Com a palavra, o professor Boris:

“Começamos a escrever em dueto, Marco e eu, e fomos interrompidos pela pandemia. Pus-me a escrever só, sem adotar uma narrativa linear, período após período, preferindo, ao evocar pela primeira vez um evento ou um tema, abri-lo no tempo, e assim  avançar.”

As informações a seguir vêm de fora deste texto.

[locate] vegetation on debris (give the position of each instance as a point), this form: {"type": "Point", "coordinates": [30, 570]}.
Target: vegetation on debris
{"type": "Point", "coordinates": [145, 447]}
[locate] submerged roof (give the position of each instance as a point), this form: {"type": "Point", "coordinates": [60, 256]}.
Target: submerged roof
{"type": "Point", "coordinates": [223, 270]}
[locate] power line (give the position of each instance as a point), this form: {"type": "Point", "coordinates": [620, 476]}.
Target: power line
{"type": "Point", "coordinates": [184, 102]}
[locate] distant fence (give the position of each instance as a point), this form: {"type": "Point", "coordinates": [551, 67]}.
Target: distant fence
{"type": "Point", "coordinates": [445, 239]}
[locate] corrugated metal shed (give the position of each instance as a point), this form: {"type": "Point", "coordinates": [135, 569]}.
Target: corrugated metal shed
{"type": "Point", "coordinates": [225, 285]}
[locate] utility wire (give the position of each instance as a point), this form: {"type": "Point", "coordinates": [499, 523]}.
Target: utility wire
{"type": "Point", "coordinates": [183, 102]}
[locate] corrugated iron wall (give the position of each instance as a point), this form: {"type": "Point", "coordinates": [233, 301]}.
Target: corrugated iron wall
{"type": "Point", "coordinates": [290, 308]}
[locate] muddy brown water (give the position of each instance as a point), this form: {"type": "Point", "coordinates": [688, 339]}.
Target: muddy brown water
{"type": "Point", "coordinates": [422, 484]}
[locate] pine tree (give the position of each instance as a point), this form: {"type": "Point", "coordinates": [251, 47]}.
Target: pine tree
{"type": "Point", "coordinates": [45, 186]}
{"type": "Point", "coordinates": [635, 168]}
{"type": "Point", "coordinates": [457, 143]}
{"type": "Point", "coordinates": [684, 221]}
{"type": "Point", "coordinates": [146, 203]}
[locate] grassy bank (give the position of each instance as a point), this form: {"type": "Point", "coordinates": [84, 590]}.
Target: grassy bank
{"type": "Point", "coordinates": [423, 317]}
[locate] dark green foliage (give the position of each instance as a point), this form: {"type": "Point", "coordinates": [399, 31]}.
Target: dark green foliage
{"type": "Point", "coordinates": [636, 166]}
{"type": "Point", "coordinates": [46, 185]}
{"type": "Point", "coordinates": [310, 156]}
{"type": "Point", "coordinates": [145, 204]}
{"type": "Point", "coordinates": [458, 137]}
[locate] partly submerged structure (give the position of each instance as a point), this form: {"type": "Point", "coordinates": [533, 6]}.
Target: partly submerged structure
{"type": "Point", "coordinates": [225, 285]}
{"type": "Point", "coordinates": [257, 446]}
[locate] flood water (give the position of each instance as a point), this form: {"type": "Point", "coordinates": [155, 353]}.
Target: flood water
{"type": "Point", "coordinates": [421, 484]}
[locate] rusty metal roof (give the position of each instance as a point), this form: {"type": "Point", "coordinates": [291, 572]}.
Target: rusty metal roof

O título provém de uma  frase de Trotski, que diz: ‘Conhecer as causas racionais do que ocorre e encontrar seu lugar é a primeira obrigação de um revolucionário. E é também a maior satisfação pessoal …’. O livro tem três eixos: o primeiro cobre minha infância e família, os amigos, as leituras e influências afetivas e intelectuais e as viagens construtivas graças a uma situação familiar peculiar; o amadurecimento pessoal resultou do ingresso na militância de esquerda, provocada pelo suicidio de Vargas em 1954. O segundo eixo me levou ao movimento trotskista, que preencheu um “imperativo categórico”, enriqueceu meus conhecimentos e abriu possibilidades intelectuais imprevistas. O terceiro eixo me conduziu à biomedicina, ao Instituto Pasteur e, no final da trajetória, à USP. Meu balanço final é positivo; se não construímos a sociedade do futuro, sua perspectiva continua presente.”